Nella consueta conferenza stampa del viaggio di ritorno dalla visita in Africa dei giorni scorsi, Papa Francesco ha avuto parole cristalline sullo stile della missione e non solo: “Ai missionari io dico di non fare proselitismo. Evangelizzare è testimonianza. E quella testimonianza – ha proseguito - provoca la domanda.

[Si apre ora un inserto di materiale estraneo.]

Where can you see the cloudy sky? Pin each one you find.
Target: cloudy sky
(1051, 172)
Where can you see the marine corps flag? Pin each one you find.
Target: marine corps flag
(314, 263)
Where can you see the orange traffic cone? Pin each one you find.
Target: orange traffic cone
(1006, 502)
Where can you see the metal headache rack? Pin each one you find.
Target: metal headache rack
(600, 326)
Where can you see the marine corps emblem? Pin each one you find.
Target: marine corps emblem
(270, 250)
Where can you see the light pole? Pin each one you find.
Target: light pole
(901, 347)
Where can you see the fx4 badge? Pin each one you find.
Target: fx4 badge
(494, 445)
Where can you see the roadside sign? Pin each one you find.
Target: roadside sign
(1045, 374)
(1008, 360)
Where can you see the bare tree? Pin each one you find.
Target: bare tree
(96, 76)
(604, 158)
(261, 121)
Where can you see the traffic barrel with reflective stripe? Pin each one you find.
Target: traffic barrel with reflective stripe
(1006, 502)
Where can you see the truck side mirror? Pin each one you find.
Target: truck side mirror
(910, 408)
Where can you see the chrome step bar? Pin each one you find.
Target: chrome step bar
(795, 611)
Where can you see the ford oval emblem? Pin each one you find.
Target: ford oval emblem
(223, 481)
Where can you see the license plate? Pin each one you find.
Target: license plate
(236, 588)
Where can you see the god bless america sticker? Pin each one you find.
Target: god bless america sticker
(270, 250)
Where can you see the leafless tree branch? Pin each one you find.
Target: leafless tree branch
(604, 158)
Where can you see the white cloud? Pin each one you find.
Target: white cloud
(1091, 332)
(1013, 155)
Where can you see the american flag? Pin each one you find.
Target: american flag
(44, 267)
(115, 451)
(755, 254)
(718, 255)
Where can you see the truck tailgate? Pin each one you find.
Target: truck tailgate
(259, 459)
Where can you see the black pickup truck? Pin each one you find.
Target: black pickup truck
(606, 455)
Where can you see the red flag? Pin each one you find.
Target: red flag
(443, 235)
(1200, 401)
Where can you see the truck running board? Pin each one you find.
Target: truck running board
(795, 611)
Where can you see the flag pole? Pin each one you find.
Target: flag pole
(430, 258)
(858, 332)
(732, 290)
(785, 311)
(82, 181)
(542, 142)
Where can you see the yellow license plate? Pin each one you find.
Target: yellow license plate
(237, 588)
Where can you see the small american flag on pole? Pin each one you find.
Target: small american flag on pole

Ma tu perché vivi così? E lì spiego: per il Vangelo. L'annuncio viene dopo la testimonianza. Le proposte religiose che fanno proselitismo non sono cristiane”. Che bello! Se anche la politica, il sistema educativo, le stesse relazioni interpersonali e sociali, adottassero questo principio di coerenza, tutto sarebbe molto differente. Non resteremmo soggiogati dalla forza dialettica di uno, dall'eloquio di un altro, dalle lusinghe di un ruffiano o dalle balle di un banditore. E nemmeno dalla forza onesta delle idee quando sono esposte per rafforzare il consenso, per contarsi e ampliare “la propria base”, guarderemmo piuttosto alla vita, alla coerenza della vita. Perché è la vita, con le sue scelte e le sue fatiche, che parla in silenzio. È una regola generale che, se applicata scrupolosamente, costituirebbe un fattore di crescita dell'intera umanità. E ne abbiamo drammaticamente bisogno.